Several different parts of societies are hugely impacted by the use of magnetic devices, and magnets are utilized for data storage, the generation of energy, and computing. However, magnetic computing devices are quickly approaching their shrinking limit in two-dimensional systems.

As far as the next generation of computing is concerned, there is more and more interest in shifting to three dimensions, where not just greater densities can be realized with the help of 3D nanowire architectures, but three-dimensional geometries can also alter the magnetic properties and thus provide new functionalities.

Since Stuart Parkin, leader of the MPI of Microstructure Physics in Halle, first proposed the racetrack memory, there has been increasing interest in digital data storage using magnetic nanowires to develop information storage devices that exhibit high capacity, performance, and reliability.

But this concept has always been very hard to achieve because not only do researchers should be able to make three-dimensional magnetic systems but they must also comprehend the effect of going to three dimensions on both the magnetic field and the magnetization.

Consequently, in recent years, the researchers have been concentrating on devising new techniques to realize three-dimensional magnetic structures—consider a CT scan in a hospital without magnets. Also, they have designed a 3D printing method for magnetic materials.

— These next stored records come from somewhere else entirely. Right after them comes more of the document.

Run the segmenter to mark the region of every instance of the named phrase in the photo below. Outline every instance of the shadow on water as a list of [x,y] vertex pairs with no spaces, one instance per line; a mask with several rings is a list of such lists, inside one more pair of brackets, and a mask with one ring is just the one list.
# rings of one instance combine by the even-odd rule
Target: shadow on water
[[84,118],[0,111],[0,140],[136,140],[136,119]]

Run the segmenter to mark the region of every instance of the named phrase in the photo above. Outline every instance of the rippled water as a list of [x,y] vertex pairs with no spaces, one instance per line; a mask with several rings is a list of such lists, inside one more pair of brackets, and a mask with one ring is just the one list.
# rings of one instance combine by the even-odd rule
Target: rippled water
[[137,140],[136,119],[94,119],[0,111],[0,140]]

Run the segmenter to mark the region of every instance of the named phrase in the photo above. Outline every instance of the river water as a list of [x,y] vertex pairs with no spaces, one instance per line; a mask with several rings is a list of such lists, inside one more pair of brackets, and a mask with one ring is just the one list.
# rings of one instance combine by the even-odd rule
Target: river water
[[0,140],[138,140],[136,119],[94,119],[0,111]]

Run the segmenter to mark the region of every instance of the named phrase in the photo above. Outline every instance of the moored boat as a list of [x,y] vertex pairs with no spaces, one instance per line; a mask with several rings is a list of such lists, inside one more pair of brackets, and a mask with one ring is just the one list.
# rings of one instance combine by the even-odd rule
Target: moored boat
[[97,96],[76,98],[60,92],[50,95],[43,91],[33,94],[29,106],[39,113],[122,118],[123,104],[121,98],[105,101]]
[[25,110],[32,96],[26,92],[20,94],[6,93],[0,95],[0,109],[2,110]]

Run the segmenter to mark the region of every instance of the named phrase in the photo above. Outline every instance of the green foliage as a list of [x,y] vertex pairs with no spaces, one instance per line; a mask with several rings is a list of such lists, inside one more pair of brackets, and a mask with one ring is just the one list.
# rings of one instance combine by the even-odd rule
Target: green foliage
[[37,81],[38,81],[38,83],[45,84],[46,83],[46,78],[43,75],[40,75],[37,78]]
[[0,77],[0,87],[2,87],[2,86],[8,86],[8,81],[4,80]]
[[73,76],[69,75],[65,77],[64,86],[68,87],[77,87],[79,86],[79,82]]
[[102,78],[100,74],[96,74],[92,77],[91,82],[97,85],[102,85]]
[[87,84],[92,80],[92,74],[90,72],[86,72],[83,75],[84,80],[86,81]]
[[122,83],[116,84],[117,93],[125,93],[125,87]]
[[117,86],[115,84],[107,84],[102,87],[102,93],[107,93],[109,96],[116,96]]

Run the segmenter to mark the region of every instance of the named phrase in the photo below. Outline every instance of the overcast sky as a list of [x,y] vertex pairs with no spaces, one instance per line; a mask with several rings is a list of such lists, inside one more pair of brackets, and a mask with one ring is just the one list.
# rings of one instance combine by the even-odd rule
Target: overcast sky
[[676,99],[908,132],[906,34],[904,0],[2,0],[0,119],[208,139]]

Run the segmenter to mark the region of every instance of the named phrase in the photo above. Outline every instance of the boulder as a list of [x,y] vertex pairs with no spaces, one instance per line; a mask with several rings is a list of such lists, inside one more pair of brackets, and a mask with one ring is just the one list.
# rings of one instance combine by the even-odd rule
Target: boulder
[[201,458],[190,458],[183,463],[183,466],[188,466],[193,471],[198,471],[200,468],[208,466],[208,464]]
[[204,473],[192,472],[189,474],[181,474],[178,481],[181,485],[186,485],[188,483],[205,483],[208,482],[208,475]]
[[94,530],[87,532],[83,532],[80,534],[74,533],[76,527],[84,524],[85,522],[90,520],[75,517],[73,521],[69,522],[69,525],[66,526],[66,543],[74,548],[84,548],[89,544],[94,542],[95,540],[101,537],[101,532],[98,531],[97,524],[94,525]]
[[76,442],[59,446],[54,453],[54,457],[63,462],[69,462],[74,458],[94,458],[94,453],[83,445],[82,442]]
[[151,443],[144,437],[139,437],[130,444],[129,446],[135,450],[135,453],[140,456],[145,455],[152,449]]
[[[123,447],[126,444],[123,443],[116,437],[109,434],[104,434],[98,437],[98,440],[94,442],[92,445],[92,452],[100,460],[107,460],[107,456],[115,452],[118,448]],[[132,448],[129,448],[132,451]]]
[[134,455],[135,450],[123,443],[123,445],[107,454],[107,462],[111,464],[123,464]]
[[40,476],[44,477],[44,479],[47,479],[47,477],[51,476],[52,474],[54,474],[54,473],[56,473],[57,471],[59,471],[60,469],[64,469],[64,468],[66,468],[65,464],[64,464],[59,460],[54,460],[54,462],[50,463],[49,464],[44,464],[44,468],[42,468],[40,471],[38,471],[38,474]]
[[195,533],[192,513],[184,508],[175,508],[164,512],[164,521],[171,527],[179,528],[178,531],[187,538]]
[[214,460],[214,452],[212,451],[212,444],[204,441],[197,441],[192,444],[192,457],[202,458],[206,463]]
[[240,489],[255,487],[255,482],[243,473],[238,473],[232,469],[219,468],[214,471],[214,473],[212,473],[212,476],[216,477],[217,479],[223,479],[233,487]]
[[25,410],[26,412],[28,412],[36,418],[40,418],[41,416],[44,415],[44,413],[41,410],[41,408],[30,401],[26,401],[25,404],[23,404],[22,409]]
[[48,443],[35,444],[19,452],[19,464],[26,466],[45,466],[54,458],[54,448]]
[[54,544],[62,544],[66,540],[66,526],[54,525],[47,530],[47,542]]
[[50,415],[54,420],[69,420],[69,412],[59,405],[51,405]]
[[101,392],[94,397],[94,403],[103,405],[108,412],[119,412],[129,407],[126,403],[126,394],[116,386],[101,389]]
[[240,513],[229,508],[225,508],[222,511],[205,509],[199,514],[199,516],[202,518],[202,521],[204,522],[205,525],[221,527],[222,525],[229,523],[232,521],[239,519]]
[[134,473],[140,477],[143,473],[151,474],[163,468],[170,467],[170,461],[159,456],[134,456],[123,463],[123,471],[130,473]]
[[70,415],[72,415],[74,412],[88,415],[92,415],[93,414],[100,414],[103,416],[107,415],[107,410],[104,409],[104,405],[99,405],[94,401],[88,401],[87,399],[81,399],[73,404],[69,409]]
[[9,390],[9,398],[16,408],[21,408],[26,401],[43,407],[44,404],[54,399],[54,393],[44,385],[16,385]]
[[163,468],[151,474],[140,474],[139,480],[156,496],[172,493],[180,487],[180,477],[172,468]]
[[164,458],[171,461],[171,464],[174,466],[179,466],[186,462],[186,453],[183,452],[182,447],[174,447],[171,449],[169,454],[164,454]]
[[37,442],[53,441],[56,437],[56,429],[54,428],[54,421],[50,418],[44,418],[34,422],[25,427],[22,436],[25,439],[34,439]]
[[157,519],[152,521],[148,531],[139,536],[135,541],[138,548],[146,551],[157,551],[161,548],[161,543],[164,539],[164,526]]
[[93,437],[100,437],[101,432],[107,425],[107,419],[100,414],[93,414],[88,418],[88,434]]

In this context, the 3D measurements were executed at the PolLux beamline of the Swiss Light Source at the Paul Scherrer Institute. This is now the only beamline that is capable of providing soft X-ray laminography. The researchers used these latest X-ray imaging methods and noted that the 3D DNA structure results in a distinct texture in the magnetization than what is observed in 2D.

Pairs of walls present between magnetic domains (that is, regions where all magnetization points in the same direction) in adjacent helices are highly coupled. Hence, they tend to distort. These walls attract one another and rotate due to the 3D structure, thereby “locking” into place and developing powerful, regular bonds, like that of the base pairs present in the DNA.

Besides discovering that the 3D structure results in interesting topological nanotextures in the magnetization, where such textures are observed more than often, the researchers also observed the same nanotextures in the magnetic stray field. This discloses exciting new nanoscale field configurations.

This new potential to pattern the magnetic field at such a length scale would enable determining the forces to be applied to magnetic materials and to comprehend the extent to which such magnetic fields can be patterned.

After shifting from two to three dimensions in the case of magnetization, Donnelly and her colleagues from the Paul Scherrer Institute and the Universities of Glasgow, Zaragoza, Oviedo, and Vienna look forward to exploring the complete potential of shifting from two to three dimensions with respect to the magnetic field.

The potential applications of this study are extensive: the presence of such strongly bonded textures in the magnetic helices guarantee extremely robust motion and can act as a possible information carrier.

But what is more exciting is that this new possibility to pattern the magnetic field at the nanoscale could help provide new opportunities for imaging techniques, particle trapping, as well as smart materials.

Journal Reference

  1. Donnelly, C., et al. (2021) Complex free-space magnetic field textures induced by three-dimensional magnetic nanostructures. Nature Nanotechnology. doi.org/10.1038/s41565-021-01027-7.